Née en 1961 à Kyoto, Ruriko KISHIDA est la fille d’un chercheur. Expatriée à Paris à l’âge de 13 ans, elle est diplômée de la faculté de sciences de Paris VII. Requiem à huis clos est son premier roman et se distingue tout de suite en remportant le prix Ayukawa Tetsuya qui lui vaut sa publication. Elle entretient une relation particulière avec la France, et publie en 2014 un livre intitulé : パリ症候群 愛と殺人のレシピ : Paris shôkôgun ai to satsujin no reshipi ("Le syndrôme Paris : recettes d’amour et de meurtre" pas de traduction française).

© Photo : Hiroyuki Matsukage

Le prix Ayukawa Tetsuya :

Grand romancier policier, Tetsuya AYUKAWA (1919-2002) était aussi un critique littéraire qui a remporté le prix Naoki en 1950. Ses principaux titres : Petrov Case (1950), The Black Suitcase (1956), Semi-Express Nagara (1966).Son éditeur, Tokyo Sogensha, a créé ce prix en 1990. Il récompense chaque année un premier auteur de roman policier original. La récompense est la publication de l’ouvrage gagnant.

- Tout d’abord, comment allez-vous aujourd’hui ?

Pendant 6 mois j'étais assez déprimée mais maintenant je vais mieux. Je me suis un peu habitué à cette maladie covid.

- Cette longue et étrange période a-t-elle eu des conséquences sur votre travail ?

La mort est devenue très proche de moi et je suis maintenant convaincue qu’on ne peut jamais prévoir l’avenir et en même temps je trouve vain de faire un plan de vie, de s’attacher trop a son ambition, d'être obsédé par l’argent.

Maintenant, ce qui est le plus important pour moi c’est la santé et les liens humains pour s’entraider.

- Paris va sans doute changer durablement : selon vous, cette période influencera-t-elle l’écriture, avez-vous des idées sur une fiction en lien avec l’actualité ?

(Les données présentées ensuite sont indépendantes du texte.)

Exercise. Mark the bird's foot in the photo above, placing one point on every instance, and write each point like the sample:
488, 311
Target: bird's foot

Pour l’instant je n’ai pas d’idée sur une fiction en lien avec l’actualité, mais dans 5 ou 6 ans quand je serai plus calme et pourrai réfléchir objectivement sur ce qui se passe maintenant, j’écrirai peut-être sur cet événement qui a beaucoup influencé la mentalité des hommes. Oui Paris va changer sans doute mais on ne peut pas prévoir comment cette belle ville changera dans le futur. On a toujour la chance de voir la naissance d’une autre culture qu’on n' a jamais vu dans la domaine de l'écriture et de l’art.

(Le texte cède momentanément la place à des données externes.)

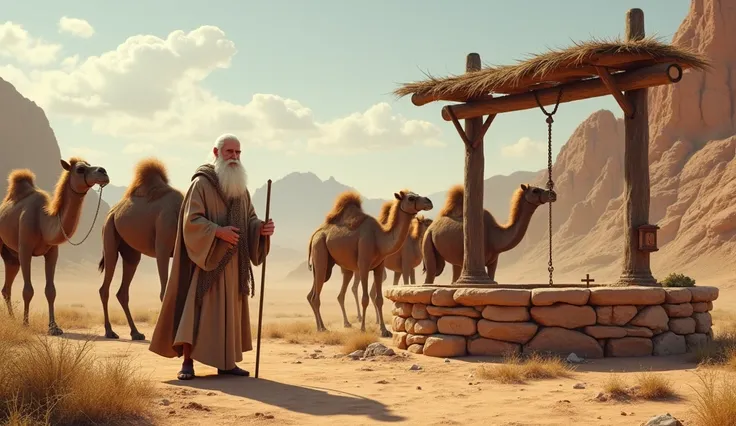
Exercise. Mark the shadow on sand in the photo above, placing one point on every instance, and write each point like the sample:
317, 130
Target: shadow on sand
99, 337
306, 400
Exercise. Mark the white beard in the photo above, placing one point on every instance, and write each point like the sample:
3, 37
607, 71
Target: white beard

- Le Japon vit différemment cette situation : selon vous, serez-vous la même auteure demain selon si vous viviez cette année au Japon ou en France ?

Je n’arrive pas à imaginer : si je vivais en France j’aurais été différente. Les virus existent dans le monde entier et on fait la même chose pour se protéger (confinement, masque, désinfection par alcool), même si la conjoncture économique est plus grave en France.

 - Les touristes japonais sont généralement très surpris du vrai visage de Paris et cela ne va pas s’améliorer… Selon vous Paris peut encore faire rêver au travers de romans réalistes ?

Les contaminations n’arrêtent pas d’augmenter en France, mais je trouve que Paris reste toujours une ville de rêve pour les Japonais. Comme Kyoto (où j’habite), c’est une ville où il y a beaucoup de beaux monuments historiques. C’est une ville de mode et de gourmets aussi. Je ne crois pas que toutes les belles choses de Paris seront gâtées par cet événement.

 - Pouvez-vous nous parler de vos projets ?

Jusqu’à présent j’écrivais des romans de suspens mais mon projet est d’écrire un roman dans lequel les personnages affrontent la mort plus réelle car c’est ce à quoi je pense toujours après la mort de ma mère il y a un an et après le covid.